Opinion
June 3, 1974
In a proceeding pursuant to the Uniform Support of Dependents Law (Domestic Relations Law, art. 3-A), petitioner appeals (by permission) from two orders of the Family Court, Richmond County, the first, dated February 21, 1973, which, after directing respondent to pay $55 per week for support of his two infant children, stayed the effective date thereof until further order of said court, and the second, dated July 18, 1973, which, inter alia, continued the stay until perfection of an appeal. Order of February 21, 1973 modified by striking the stay provision therefrom and adding thereto a provision that the support payments shall commence as of the date of entry of the order made hereon and not as of February 21, 1973. Order of July 18, 1973 modified by striking the stay provision therefrom. As so modified, orders affirmed, without costs. Respondent may apply for visitation rights, if he be so advised, to the Florida court which has jurisdiction of the children. After the parties were divorced in July, 1972, petitioner moved with the parties' two infant children to Florida. On or about October 6, 1972 she made application to the Sixth Judicial Circuit Court of Florida, in Pasco County, for child support and that application was transferred to the Family Court, Richmond County, pursuant to the Uniform Support of Dependents Law. On February 21, 1973, a hearing was held in the Family Court and on that day that court, upon consent of respondent and his counsel, ordered respondent to pay $55 per week as temporary child support.
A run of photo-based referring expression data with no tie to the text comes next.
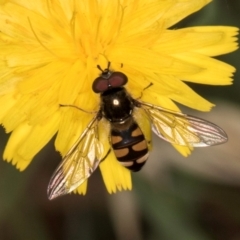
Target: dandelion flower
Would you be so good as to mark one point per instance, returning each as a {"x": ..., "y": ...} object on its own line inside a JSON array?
[{"x": 50, "y": 50}]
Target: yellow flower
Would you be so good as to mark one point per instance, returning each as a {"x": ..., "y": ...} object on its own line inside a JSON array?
[{"x": 50, "y": 50}]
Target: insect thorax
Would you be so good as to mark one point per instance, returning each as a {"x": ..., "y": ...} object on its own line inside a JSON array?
[{"x": 116, "y": 105}]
At the conclusion of that hearing, the court stated, however, that the effective date of the support direction "is stayed to such time as the petitioning court works out and establishes a meaningful order of visitation." The actual wording of this stay in the ensuing order of that date, one of the two orders now under review, is "effective date stayed to further order of this court." Under the particular circumstances of this case, we are of the opinion that the award of child support should not have been stayed dependent upon a later determination of visitation rights in Florida. Additionally, we note that under the circumstances disclosed by the record the best interests of these children of tender years require that application for visitation rights on behalf of respondent be made before the Florida court which has jurisdiction of the children. Hopkins, Acting P.J., Christ, Brennan, Benjamin and Munder, JJ., concur.